George Mason’s ROARS lab retains its ranking as a leader in AI safety at the 2024 International Neural Network Verification Competition

In This Story

People Mentioned in This Story
Body

The team’s NeuralSAT advanced the frontiers of trustworthy artificial intelligence, earning second place in a highly competitive field of international teams advancing the formal verification of AI systems.

Associate Professor ThanhVu Nguyen

NeuralSAT is an open-source verification tool developed by experts in Formal Methods/AI Hai Duong and ThanhVu Nguyen, both of George Mason University. It analyzes whether deep neural networks behave as intended, even under adversarial or uncertain conditions. The International Neural Network Verification Competition (VNN-COMP) gathers international research teams working on formal methods for AI safety—methods that are increasingly important as neural networks are deployed in autonomous systems, healthcare, finance, and other mission-critical systems. 

"Our goal with NeuralSAT is to bring precision and robustness to AI systems,” said Nguyen, an associate professor in computer science, “especially as they are increasingly used in safety-critical settings." 

Hai Duong is a third-year PhD candidate

Each year, the participating VNN-COMP tools are evaluated across a wide set of benchmarks that test scalability, correctness, and performance. The 2024 competition’s results were recently released. 

"This year’s benchmarks pushed the boundaries of what verification tools could handle—both in terms of scale and complexity," said Duong, a third-year computer science PhD candidate. "We’re proud that NeuralSAT remained among the top performers, showing strong results across both safety and robustness categories." 

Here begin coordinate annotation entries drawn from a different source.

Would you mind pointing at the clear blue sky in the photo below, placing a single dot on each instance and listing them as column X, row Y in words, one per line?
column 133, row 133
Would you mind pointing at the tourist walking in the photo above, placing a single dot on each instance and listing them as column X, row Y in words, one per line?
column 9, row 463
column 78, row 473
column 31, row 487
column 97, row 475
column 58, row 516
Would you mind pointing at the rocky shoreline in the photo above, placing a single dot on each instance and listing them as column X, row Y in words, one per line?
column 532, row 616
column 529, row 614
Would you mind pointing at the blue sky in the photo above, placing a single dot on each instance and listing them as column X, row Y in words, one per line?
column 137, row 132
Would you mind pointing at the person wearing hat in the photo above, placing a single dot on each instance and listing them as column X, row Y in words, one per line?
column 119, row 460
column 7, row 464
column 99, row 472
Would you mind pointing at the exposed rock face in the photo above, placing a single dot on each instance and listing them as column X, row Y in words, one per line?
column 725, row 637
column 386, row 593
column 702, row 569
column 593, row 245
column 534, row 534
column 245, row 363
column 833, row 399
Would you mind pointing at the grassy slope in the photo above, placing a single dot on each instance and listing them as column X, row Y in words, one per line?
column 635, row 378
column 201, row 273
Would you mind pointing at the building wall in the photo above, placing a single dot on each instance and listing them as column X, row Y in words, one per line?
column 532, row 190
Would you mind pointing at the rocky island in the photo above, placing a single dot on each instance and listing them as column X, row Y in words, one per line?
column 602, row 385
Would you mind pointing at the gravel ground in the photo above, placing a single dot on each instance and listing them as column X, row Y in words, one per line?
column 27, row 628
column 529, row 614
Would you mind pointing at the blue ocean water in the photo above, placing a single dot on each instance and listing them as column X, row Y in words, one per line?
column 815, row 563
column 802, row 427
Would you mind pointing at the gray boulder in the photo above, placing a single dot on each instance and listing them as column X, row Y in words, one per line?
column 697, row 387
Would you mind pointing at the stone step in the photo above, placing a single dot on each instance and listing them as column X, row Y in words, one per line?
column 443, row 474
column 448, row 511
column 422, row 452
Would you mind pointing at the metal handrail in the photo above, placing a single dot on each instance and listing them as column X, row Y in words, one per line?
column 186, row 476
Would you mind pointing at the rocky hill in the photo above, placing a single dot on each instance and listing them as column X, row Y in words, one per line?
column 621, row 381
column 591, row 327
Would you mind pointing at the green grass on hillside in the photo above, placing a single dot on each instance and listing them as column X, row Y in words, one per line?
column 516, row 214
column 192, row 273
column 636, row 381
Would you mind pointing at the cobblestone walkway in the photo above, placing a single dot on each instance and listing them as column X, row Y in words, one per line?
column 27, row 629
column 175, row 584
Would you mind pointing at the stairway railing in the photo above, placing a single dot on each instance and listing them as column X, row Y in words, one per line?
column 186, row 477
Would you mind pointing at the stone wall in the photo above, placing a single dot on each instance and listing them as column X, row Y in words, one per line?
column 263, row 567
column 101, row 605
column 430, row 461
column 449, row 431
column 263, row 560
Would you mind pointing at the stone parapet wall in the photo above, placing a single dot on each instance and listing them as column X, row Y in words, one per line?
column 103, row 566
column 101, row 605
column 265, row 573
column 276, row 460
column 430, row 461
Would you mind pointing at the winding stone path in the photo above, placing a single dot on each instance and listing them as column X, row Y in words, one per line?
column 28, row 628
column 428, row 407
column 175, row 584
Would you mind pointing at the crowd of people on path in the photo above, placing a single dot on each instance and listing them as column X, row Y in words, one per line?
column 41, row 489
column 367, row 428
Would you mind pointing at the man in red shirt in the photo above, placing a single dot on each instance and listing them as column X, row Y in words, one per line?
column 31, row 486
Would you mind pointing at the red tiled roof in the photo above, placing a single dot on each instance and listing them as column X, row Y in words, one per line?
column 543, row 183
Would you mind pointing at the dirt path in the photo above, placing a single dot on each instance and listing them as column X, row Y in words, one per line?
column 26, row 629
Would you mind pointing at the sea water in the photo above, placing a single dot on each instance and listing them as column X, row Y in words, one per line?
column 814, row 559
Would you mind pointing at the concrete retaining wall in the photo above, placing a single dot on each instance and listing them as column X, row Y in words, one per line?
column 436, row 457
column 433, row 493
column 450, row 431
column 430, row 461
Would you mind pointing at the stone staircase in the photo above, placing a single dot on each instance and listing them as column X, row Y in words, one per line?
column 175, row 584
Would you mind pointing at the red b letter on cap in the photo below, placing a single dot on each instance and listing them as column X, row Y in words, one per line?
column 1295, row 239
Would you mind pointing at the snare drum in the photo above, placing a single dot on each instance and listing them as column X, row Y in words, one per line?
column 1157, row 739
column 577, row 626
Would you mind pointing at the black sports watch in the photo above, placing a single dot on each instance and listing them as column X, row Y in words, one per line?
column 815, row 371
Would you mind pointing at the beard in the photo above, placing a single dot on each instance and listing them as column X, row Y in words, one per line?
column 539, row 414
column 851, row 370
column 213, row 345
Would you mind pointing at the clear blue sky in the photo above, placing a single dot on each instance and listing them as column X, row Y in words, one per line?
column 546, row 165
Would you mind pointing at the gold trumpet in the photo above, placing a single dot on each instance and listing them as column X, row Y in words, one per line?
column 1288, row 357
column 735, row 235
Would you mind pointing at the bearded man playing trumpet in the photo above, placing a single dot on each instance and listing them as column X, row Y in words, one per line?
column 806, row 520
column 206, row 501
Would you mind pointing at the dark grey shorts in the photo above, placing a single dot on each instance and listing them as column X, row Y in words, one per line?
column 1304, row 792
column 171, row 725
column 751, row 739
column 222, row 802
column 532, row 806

NeuralSAT was developed in close collaboration with researchers across multiple institutions, including the University of Virginia’s Matt Dwyer. It builds on recent advances in symbolic reasoning, SAT solving, and abstraction. In its inaugural appearance at VNN-COMP in 2023, NeuralSAT placed fourth overall and received the New Participant Award. In addition to competitions, the tool has been featured at top-tier conferences such as the Symposium on the Foundations of Software Engineering and Computer Aided Verification. 

Nguyen, who serves as an organizer and program chair of VNN-COMP 2025, emphasized the significance of the competition in shaping the research landscape. 

"The field of neural network verification is rapidly maturing, and VNN-COMP has become the standard for evaluating progress," he said. "Many research papers now compare their tools against VNN-COMP results or use its benchmarks for evaluation. It's exciting to be involved in shaping the competition while also contributing a tool that pushes the research frontier." 

David Rosenblum, chair of the Department of Computer Science, was thrilled with ROARS Lab’s achievement. "ThanhVu Nguyen is an established research leader on problems at the intersection of formal methods and deep learning. This team’s outstanding achievement has demonstrated the great potential impact of verification technologies for AI safety," he said.  

The long-term goal of NeuralSAT, supported in part by Nguyen’s NSF CAREER Award and Amazon Research Award, is to remain at the forefront of AI verification research while evolving into a practical, scalable, and potentially commercial-grade solution for industry use. 

George Mason is advancing a bold vision for the future of safe and robust AI and is further expanding its leadership with the launch of Virginia's first master’s program in artificial intelligence in fall 2025. This program reflects the university’s deep commitment to cutting-edge education and the development of trustworthy, high-impact AI technologies.